Alors que la Crimée (rattachée à l'Ukraine en 1954) et où vit une majorité de Russes, menace de faire sécession le 16 mars par référendum face au nouveau pouvoir putschiste de Kiev lié à l'extrême droite qui a menace de lancer un processus d'adhésion à l'OTAN, la Turquie se pose en défenseur des 15 % de Tatars musulmans qui vivent dans la péninsule.
"Ne laissez pas dans vos esprit l'idée que notre président et notre premier ministre seront indifférents à ce qui arrive aux gens de notre famille en Crimée ou ailleurs dans le monde" ("Don't let it cross your mind that our prime minister and president will be indifferent to any issue affecting our people of kin in Crimea and anywhere in the world") a déclaré le 3 mars le ministre des affaires étrangères turc Ahmet Davutoglu devant des responsables d'associations tatares dont qui avaient organisé des manifestations en Turquie la veille. "Ce qui se passe en Turquie aujourd'hui nous terrifie tous" a déclaré sur la CNN turque Zafer Karatay, représentant du Parlement national tatar.
Attaqué sur des affaires de corruption et d'écoutes illégales, le premier ministre Recep Tayyip Erdogan (qui a récemment resserré les liens économiques avec l'Ukraine) pourrait se sentir obligé de continuer à tenir un discours de fermeté sur la question de la Crimée. Le 6 mars 2014 , dans une conférence de presse à Simferopol (Crimée) le leader tatar Mustafa Jemiliyev a déclaré que M. Erdogan lui a assuré que la Turquie serait "immédiatement impliquée" si les Tatars étaient menacés par les Russes. Pourtant le premier ministre turc, dont le pays dépend en partie sur le plan énergétique des approvisionnements en gaz russe, garde de bonnes relations avec Vladimir Poutine. Jusqu'à quand ?

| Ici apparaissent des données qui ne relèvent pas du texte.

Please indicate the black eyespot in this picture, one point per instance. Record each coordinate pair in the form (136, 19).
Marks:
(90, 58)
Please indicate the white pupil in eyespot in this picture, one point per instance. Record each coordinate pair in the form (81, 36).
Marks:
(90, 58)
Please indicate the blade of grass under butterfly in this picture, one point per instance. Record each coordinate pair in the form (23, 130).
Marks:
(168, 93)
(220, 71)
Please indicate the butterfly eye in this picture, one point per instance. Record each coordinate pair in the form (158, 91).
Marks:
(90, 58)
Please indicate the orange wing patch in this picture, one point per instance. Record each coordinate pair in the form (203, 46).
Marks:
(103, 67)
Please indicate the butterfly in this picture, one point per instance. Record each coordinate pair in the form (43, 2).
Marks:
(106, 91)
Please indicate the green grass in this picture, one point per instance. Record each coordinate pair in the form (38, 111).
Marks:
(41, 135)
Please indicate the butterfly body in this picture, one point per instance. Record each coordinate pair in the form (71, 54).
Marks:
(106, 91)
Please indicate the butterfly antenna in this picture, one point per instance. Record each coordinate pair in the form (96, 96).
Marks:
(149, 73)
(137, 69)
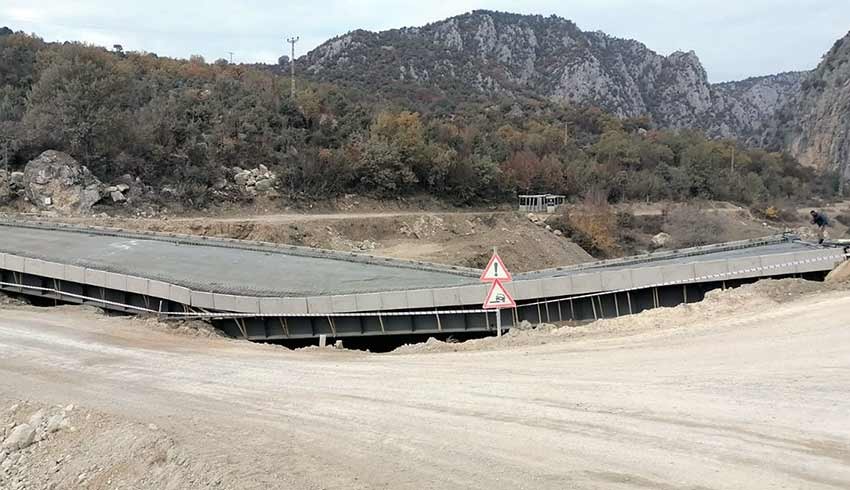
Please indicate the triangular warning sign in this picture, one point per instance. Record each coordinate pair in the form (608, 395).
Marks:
(499, 297)
(496, 270)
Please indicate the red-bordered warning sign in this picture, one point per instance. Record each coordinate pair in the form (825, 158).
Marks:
(499, 297)
(496, 270)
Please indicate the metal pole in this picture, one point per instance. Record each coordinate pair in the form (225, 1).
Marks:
(292, 41)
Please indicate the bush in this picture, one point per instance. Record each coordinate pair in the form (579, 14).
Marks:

La Turquie n'est pas le seul pays de culture turque susceptible de s'ingérer dans la crise de Crimée. Aujourd'hui deux responsables azerbaïdjanais du parti d'opposition panturquiste Musavat (Egalité, 1,8 % aux élections législatives de 2010) Gulaga Aslanli et Arif Hajil ont été interceptés au niveau du Daghestan russe alors qu'ils se rendaient en train en Crimée, et reconduits de force dans leur pays d'origine. Les autorités russes et azerbaïdjanaises s'abstiennent de tout commentaire (Kavkaz knot).
Les régions de Russie aussi bien orthodoxes que musulmanes mobilisent quant à elles de l'aide humanitaire pour la Crimée sécessionniste. Le 6 mars par exemple, un convoi humanitaire de 80 tonnes est parti de Makhachkala (Daghestan russe, dans le Caucase, musulman) pour la Crimée. Le président du gouvernement du Daghestan Abdusamad Hamidov, dans son discours au moment du départ du convoi, a rendu hommage à Magomed-Zagid Abdulmanap, soldat soviétique arrêté pendant la seconde guerre mondiale après avoir participé à la défense de Simferopol. Après que les nazis aient découvert qu'il était d'origine tatare et aient proposé de le libérer, celui-ci préféra mourir avec ses camarades russes, a rappelé Hamidov, montrant ainsi que les pouvoirs officiels des régions russes musulmanes restent sur une ligne soviétique traditionnelle d'exaltation de la solidarité trans-ethnique contre le fascisme.